Quatre mains, un caméraman et un accessoiriste entraînent les spectateurs dans une épopée miniature orchestrée par la compagnie belge madebyhands.
Par Marie-Laure Rolland
Un détour par les Rotondes est rarement décevant. On y découvre toujours des pépites dédiées au « Jeune public » qui peuvent tout aussi bien combler leurs aînés. C’était encore le cas récemment avec Du bout des doigts, une pièce signée par Gabriella Iacono et Gregory Grosjean.
Ces deux artistes sont d’anciens collaborateurs de la chorégraphe belge Michèle Anne de Mey et du cinéaste Jaco Van Dormael, créateurs des inoubliables Kiss & Cry et Cold Blood que j’ai pu voir il y a une dizaine d’années au Grand Théâtre de Luxembourg.
Du bout des doigts est fortement inspirée de leur univers poétique et cinématographique qui filme des mains dansantes pour créer des personnages et des histoires. Ici, la mise en scène est quand même moins spectaculaire. La dramaturgie, plus simple, fonctionne néanmoins tout aussi bien et peut toucher un plus large public.

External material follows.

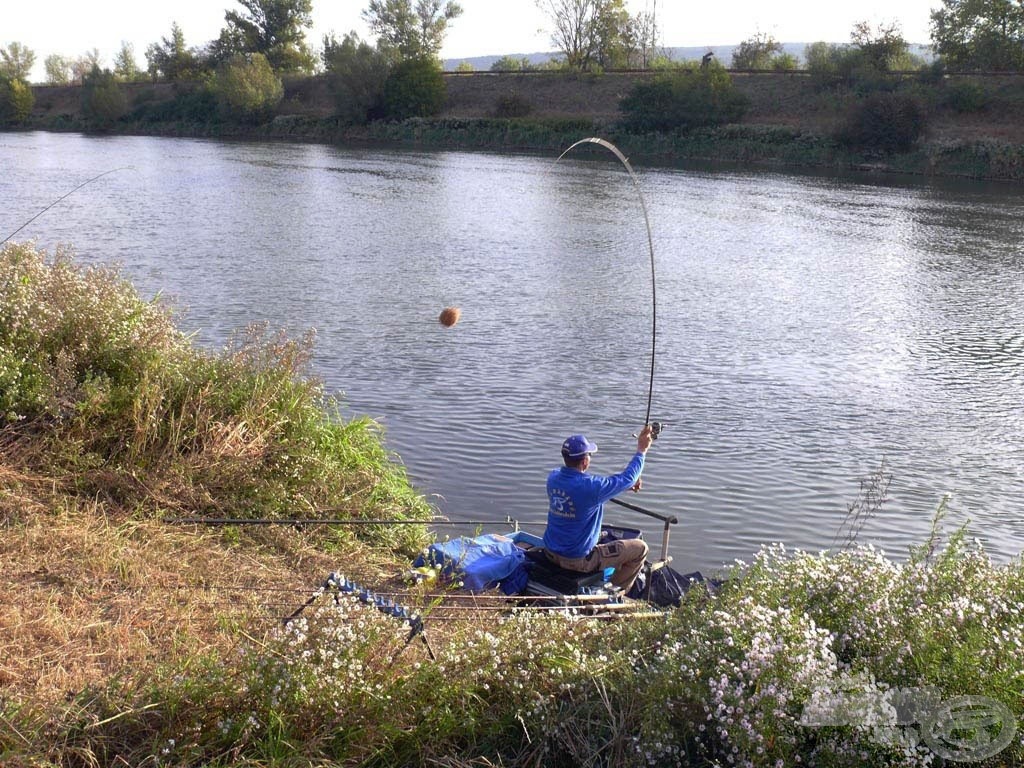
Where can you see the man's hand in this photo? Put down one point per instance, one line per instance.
(644, 439)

L’idée de ne faire danser que les doigts est intéressante à plus d’un titre. D’abord parce que les mains sont des éléments du corps un peu trop délaissés en danse contemporaine, sans doute en réaction à la codification de la danse classique d’occident ou d’ailleurs. Elles ont pourtant un potentiel expressif phénoménal.

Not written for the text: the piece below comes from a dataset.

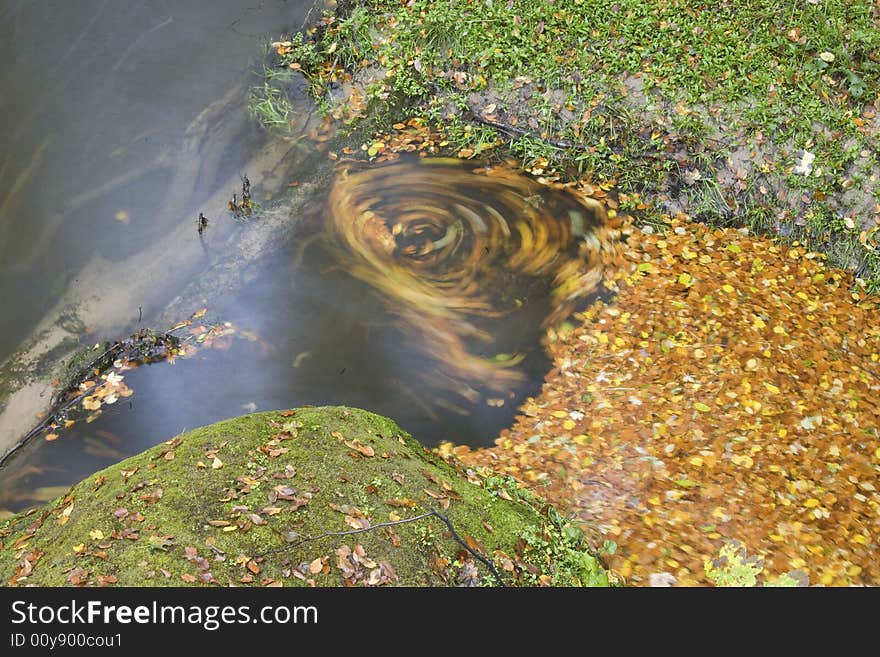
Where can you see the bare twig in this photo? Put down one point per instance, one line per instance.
(444, 519)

Se focaliser sur les mains, c’est aussi montrer que la contrainte de ne pas utiliser d’autres parties de son corps – une sorte de handicap choisi – n’enlève rien à la force créatrice, et peut même la stimuler.

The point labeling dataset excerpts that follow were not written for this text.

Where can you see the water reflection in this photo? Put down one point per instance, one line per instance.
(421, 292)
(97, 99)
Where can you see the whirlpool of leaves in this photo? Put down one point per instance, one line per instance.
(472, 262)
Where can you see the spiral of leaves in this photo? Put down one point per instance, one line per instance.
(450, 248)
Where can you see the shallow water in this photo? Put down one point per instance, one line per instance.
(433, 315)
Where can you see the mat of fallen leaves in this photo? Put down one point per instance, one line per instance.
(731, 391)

A cet égard, il me semble que ce parti pris aurait gagné à être porté tout au long de la pièce. Le spectacle s’ouvre pourtant sur la recréation (certes intéressante) par Gabriella Iacono d’un extrait d’une danse serpentine de Loïe Fuller, que j’avais déjà vue en archive vidéo mais jamais sur scène. Cette danseuse américaine de la fin du XIXème siècle, considérée comme l’ancêtre de la danse contemporaine, maîtrisait à merveille les effets spéciaux disponibles à l’époque, jouant des éclairages et des miroirs pour faire éclore dans ses grands mouvements de bras voilés fleurs ou papillons. C’est une pièce qui relativise la notion de « contemporanéité », tant elle garde toute sa fraîcheur, plus de 100 ans après sa création.
Échappée poétique
Après cette entrée en matière, on distingue quelques silhouettes sombres dans le noir. Mais c’est surtout l’écran en fond de scène qui capte le regard. On comprend que l’image projetée provient des manipulations des silhouettes penchées sur une sorte de plan de travail à tiroirs multiples, d’où vont sortir une succession de décors et d’accessoires miniaturisés. Une caméra mobile filme en plan macro les mains des danseurs qui explorent ces paysages, tels des acteurs d’une comédie musicale sans frontière de lieu ni de temps.
La puissance poétique de la mise en scène et en images permet de revisiter quelques moments clés de l’histoire de la danse, sur fond d’une histoire de l’humanité qui renvoie aussi des échos plus sombres surgis des camps de concentration ou de la guerre du Vietnam. On passe de la grotte de Lascaux sur la musique du « Sacre du Printemps » de Stravinsky aux rues de New York sur un rythme jazz, avec un détour par le parquet d’une salle de bal où résonne le « Lac des cygnes » avant que les personnages n’atterrissent un peu plus loin sur une piste de Hip Hop.
On y croise des empreintes de main, une plume, un skate board, de la neige, de la fumée. Et la danse, qui n’a cessé d’accompagner les hommes depuis les premières traces laissées dans les grottes préhistoriques, relie le tout dans son tourbillon.